Pro tip: Use your real minimums. If you won't touch a kitchen under $40k, say $40k+. You'll thank me later.
The budget dropdown that saves your sanity
Budget for this project:
• Still figuring it out
• Under $25k
• $25k - $50k
• $50k - $80k
• $80k+
• I need help determining this
Why this works: People can choose "still figuring it out" if they're genuinely unsure but serious. The tire-kickers usually just bounce.
Photos that convert (not just look pretty)
- One hero shot that loads fast on mobile
- 2-3 supporting images with captions that include location and scope
- Keep file sizes under 500kb (your visitors are probably scrolling on their commute)
How to get people to actually find these pages
- Instagram bio link (obvious but often forgotten)
- Story highlights for each service
- Google Business Profile
- Link from relevant portfolio pieces: "Interested in kitchen design? Learn more here."
Internal links
- Build service pages fast with the interior design website builder.
- Turn photos into pages with the interior design portfolio generator.
- Need copy? Use the project description generator.
What good numbers look like
- 100 visitors → 2-3 inquiries
- 60%+ of inquiries are within your budget range
- Form completion time: under 60 seconds on mobile
If you're getting traffic but no inquiries, your form is probably buried. Move it up.
The stuff that's killing your conversion rate
❌ Wall of text before the form People decide fast. Give them the form while they're still interested.
❌ Generic headlines like "Our Services" Be specific. "Bathroom Design Auckland" beats "What We Do."
❌ No budget guidance If they can't self-qualify, you'll spend forever on tire-kickers.
❌ Making people hunt for next steps The form should be impossible to miss.
Your weekend action plan
Saturday morning (2 hours):
- Set up pages for your main services (Kitchen + Bathroom minimum)
- Write headlines and intro paragraphs with real budget numbers
- Create the inquiry form (copy the format above)
Saturday afternoon (1 hour): 4. Add 2-3 project photos with location captions 5. Write your 3-step process and mini FAQ
Sunday (30 minutes): 6. Update your Instagram bio link 7. Create Story highlights for each service 8. Link from existing portfolio pieces
The honest truth about DIY vs. tools
You can absolutely build this yourself if you're comfortable with Squarespace, Webflow, or even a decent WordPress theme. It's mostly copy and form setup.

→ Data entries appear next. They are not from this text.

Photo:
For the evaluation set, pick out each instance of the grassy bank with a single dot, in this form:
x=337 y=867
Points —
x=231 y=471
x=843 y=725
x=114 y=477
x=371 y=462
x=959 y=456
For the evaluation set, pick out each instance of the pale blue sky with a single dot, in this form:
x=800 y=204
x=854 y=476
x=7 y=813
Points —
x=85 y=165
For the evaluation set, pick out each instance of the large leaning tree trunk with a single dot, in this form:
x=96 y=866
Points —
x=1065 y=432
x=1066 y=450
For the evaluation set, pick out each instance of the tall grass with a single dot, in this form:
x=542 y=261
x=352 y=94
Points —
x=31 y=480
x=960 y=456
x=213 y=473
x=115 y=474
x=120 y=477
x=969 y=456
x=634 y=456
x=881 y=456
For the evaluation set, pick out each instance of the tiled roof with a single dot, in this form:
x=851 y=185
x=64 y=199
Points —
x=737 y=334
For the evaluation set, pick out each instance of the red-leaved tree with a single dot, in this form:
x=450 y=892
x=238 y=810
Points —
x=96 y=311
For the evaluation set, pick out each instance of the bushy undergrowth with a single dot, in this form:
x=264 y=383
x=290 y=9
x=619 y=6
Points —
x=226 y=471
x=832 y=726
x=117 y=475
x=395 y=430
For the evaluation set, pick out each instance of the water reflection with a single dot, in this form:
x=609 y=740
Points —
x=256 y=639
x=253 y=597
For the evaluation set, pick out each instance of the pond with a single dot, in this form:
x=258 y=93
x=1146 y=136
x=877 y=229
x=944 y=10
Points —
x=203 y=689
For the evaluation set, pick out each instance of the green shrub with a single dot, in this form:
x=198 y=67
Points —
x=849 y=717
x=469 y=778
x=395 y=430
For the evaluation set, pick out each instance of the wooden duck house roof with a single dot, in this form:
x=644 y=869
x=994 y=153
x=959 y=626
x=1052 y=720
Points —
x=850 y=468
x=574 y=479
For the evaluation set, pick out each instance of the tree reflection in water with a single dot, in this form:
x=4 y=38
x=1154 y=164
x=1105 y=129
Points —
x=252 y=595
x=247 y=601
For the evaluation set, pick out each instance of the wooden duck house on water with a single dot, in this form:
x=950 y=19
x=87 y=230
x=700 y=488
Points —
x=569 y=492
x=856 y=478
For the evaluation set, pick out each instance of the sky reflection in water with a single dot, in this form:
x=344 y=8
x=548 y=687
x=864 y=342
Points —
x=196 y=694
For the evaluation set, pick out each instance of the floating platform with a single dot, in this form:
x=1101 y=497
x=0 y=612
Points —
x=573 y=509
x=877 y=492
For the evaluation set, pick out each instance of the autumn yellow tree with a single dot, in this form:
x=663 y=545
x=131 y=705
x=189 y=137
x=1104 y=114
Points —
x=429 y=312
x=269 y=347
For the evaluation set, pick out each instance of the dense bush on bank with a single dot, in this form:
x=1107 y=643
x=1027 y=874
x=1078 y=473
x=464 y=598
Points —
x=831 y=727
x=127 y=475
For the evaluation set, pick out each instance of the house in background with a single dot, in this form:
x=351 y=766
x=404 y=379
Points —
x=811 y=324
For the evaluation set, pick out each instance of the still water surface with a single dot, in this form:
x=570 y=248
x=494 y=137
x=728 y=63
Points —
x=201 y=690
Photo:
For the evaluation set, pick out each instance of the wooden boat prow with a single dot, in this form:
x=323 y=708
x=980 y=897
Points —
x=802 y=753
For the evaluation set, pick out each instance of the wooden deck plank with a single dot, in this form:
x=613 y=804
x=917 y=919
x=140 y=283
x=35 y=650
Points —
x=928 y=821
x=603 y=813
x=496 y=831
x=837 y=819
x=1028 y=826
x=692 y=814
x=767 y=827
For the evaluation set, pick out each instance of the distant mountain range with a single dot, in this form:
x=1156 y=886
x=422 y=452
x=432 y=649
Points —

But if you'd rather spend the weekend on client work (totally fair), tools like Easle handle the technical stuff and keep pages mobile-optimized. When you're ready to systematize this part of your business, it's worth considering.
The important thing is having these pages exist at all. A basic page that converts beats a perfect page that doesn't exist.
Now stop overthinking it and go build the thing. Your future self will thank you when qualified leads start showing up in your inbox instead of random DMs asking if you can design a whole house for $10k.